Игорь промолчал. Собственно, говорить ему не хотелось. Он уже высказался накануне. Слово — не воробей, а вчера их набралось, пожалуй, на большую галдящую стаю. И лучше обождать, когда она сама куда-нибудь разлетится.

Они медленно шли вдоль шоссе, удаляясь от новостроек, как десятки раз перед этим. Только сегодня все выглядело по-другому.

Во-первых, сейчас был день, а раньше они гуляли здесь преимущественно вечерами. Да, почти каждый вечер. Дорогу тогда только-только прокладывали, и после заката тут бывало безлюдно. Теперь трасса работала на полную мощность, и тяжелые грузовые автомашины одна за другой проносились мимо, к светившемуся зеленью лесу.

Все изменилось даже внешне, но главное, как считает Нина, в другом. Вот почему они ссорились, вместо того чтобы просто молчать, как раньше.

— Чудес, к сожалению, не бывает, — сказала Нина.


…Глакт стремительно падал. Его новенький камуфлятор, недавняя собственность универсального оборотня с Планеты Универсальных Оборотней, замаскировал вторжение в небо под мощный разряд атмосферного электричества. Плазменный канал извивался, прорубаясь сквозь толщи газов. Наконец Глакт мертвой хваткой вцепился в почву, и камуфлятор тут же придал ему вид одноногого туземного организма, увешанного зелеными солнечными батареями. Теперь можно не торопясь подыскать себе что-нибудь подходящее…

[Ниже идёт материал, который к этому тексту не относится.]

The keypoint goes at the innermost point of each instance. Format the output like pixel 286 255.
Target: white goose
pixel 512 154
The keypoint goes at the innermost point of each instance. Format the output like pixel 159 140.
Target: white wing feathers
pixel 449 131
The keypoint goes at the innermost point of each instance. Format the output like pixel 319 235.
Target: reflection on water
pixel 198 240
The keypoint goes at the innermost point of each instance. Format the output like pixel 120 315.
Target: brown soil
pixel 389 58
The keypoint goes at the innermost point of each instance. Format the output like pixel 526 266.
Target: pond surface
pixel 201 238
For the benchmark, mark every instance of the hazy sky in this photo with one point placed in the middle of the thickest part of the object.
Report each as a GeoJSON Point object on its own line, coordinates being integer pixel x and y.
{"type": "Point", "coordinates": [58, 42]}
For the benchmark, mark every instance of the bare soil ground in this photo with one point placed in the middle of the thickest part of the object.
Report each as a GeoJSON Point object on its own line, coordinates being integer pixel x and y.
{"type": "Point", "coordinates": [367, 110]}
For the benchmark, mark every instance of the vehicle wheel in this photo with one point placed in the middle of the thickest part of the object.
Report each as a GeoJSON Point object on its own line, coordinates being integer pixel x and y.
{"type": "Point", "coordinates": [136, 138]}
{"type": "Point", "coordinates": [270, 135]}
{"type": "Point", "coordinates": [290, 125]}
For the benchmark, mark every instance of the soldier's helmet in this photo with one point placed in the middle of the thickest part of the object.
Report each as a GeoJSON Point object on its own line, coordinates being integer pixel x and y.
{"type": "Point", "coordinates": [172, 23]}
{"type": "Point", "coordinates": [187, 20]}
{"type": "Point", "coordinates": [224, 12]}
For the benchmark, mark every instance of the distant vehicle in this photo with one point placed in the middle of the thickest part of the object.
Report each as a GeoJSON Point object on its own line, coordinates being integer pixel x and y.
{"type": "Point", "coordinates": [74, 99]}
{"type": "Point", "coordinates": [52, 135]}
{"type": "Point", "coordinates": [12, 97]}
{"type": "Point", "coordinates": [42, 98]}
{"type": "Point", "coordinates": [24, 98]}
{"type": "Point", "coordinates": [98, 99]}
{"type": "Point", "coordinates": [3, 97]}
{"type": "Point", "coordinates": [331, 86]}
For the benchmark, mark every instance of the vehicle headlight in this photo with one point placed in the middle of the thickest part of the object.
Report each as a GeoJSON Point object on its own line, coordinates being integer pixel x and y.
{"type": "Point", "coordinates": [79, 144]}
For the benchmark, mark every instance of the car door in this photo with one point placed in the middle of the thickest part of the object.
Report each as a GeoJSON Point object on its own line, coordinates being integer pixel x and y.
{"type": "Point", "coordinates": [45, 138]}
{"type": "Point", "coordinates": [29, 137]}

Мимо прогромыхал очередной грузовик. Дунуло ветром, в лицо полетела пыль. Что-то сверкнуло в зажмуренных глазах, зашелестело, грохнуло, затрещало…

— Видела, Нина?

— О чем ты?

— Вспышка. Неужели не видела? Очень похоже на молнию. Но молния в такую погоду…

— Нет, — сказала Нина, — он просто неисправим! Полюбуйтесь на этого человека! Все кончено, все рушится, но даже теперь он ухитряется развлекаться!..

— Развлекаться? — сказал Игорь. — По-моему, развлекаешься у нас ты. А я — просто в меру ревнивый мужчина, но, в сущности, очень добрый.

Нина глянула гневными, сузившимися глазами.

— Твоя сущность?! Да ты только притворяешься добрым! Это лишь оболочка, то, чему тебя научили. Вместо сердца у тебя сердцевина — черная, гнилая насквозь. Ты можешь сделать женщине комплимент, открыть дверь, помочь выбраться из машины. Но все это только видимость. Если что-то тебе показалось — ты сразу же забываешь всю свою воспитанность. Тут-то и проявляется твое истинное нутро. Ты оскорбляешь женщину, унижаешь, вероятно, можешь даже ударить. Он добрый! Да ты просто заполнен злом! Добра у тебя в лучшем случае капля, размазанная по поверхности.

— По поверхности чего, Нина? Какое зло? Просто я не машина, я тоже живой человек. Мы сто раз говорили об этом.

— Сто раз! — повторила Нина. — Вот именно, говорили! Но разговоры — это слова. Есть еще и поступки.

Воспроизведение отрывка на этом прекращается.